Direct-CP: Directed Collaborative Perception for Connected and Autonomous Vehicles via Proactive Attention
- URL: http://arxiv.org/abs/2409.08840v2
- Date: Mon, 10 Feb 2025 15:06:38 GMT
- Title: Direct-CP: Directed Collaborative Perception for Connected and Autonomous Vehicles via Proactive Attention
- Authors: Yihang Tao, Senkang Hu, Zhengru Fang, Yuguang Fang,
- Abstract summary: We propose Direct-CP, a proactive and direction-aware CP system aiming at improving CP in specific directions.

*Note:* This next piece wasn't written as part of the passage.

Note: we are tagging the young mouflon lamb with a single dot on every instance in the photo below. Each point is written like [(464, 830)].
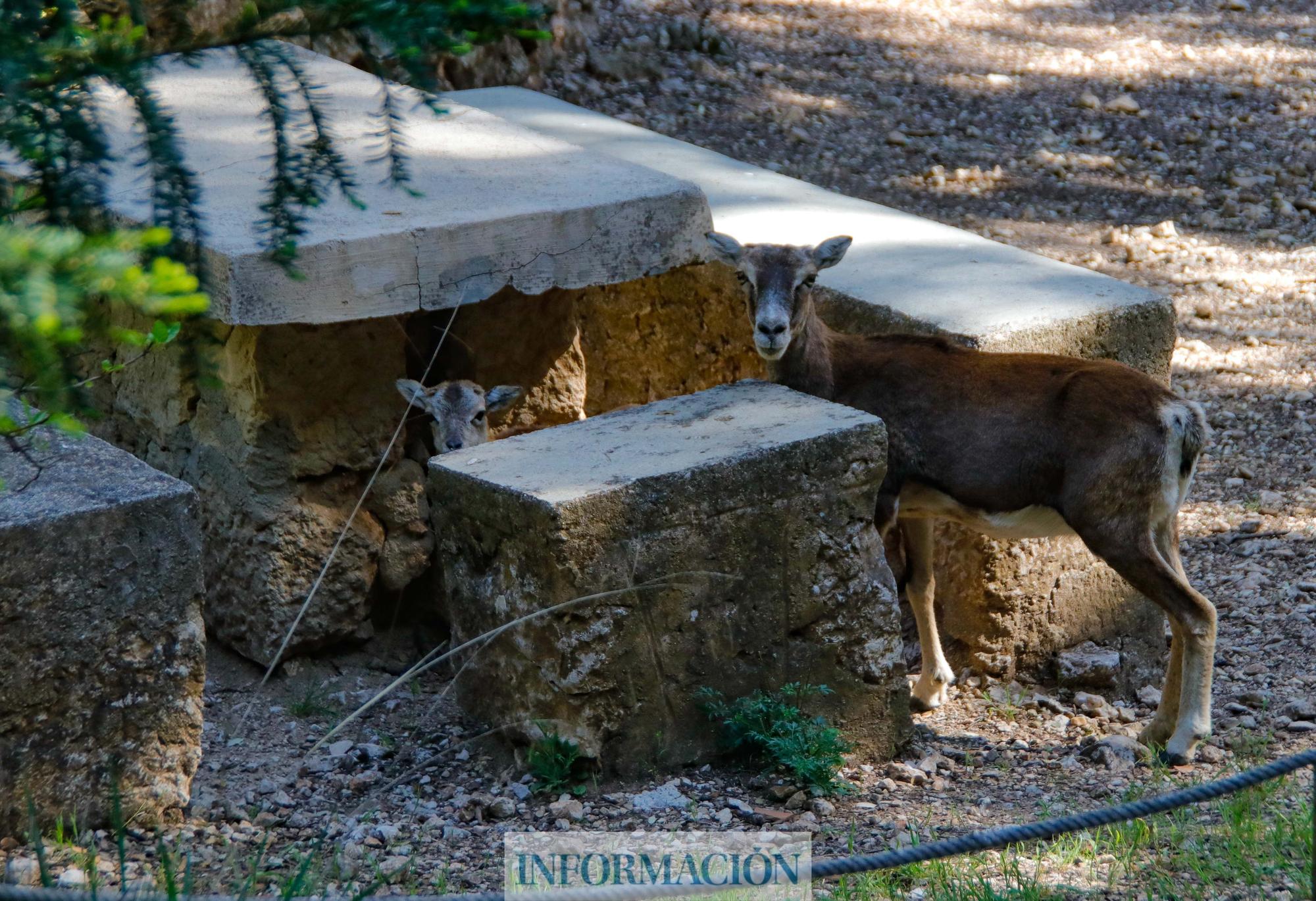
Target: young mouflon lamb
[(460, 410), (1013, 445)]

Our key idea is to enable an ego vehicle to proactively signal its interested directions and readjust its attention to enhance local directional CP performance.
Our approach achieves 19.8% higher local perception accuracy in interested directions and 2.5% higher overall perception accuracy than the state-of-the-art methods in collaborative 3D object detection tasks.
- Score: 7.582576346284436
- License:
- Abstract: Collaborative perception (CP) leverages visual data from connected and autonomous vehicles (CAV) to enhance an ego vehicle's field of view (FoV). Despite recent progress, current CP methods expand the ego vehicle's 360-degree perceptual range almost equally, which faces two key challenges. Firstly, in areas with uneven traffic distribution, focusing on directions with little traffic offers limited benefits. Secondly, under limited communication budgets, allocating excessive bandwidth to less critical directions lowers the perception accuracy in more vital areas. To address these issues, we propose Direct-CP, a proactive and direction-aware CP system aiming at improving CP in specific directions. Our key idea is to enable an ego vehicle to proactively signal its interested directions and readjust its attention to enhance local directional CP performance. To achieve this, we first propose an RSU-aided direction masking mechanism that assists an ego vehicle in identifying vital directions. Additionally, we design a direction-aware selective attention module to wisely aggregate pertinent features based on ego vehicle's directional priorities, communication budget, and the positional data of CAVs. Moreover, we introduce a direction-weighted detection loss (DWLoss) to capture the divergence between directional CP outcomes and the ground truth, facilitating effective model training. Extensive experiments on the V2X-Sim 2.0 dataset demonstrate that our approach achieves 19.8\% higher local perception accuracy in interested directions and 2.5\% higher overall perception accuracy than the state-of-the-art methods in collaborative 3D object detection tasks.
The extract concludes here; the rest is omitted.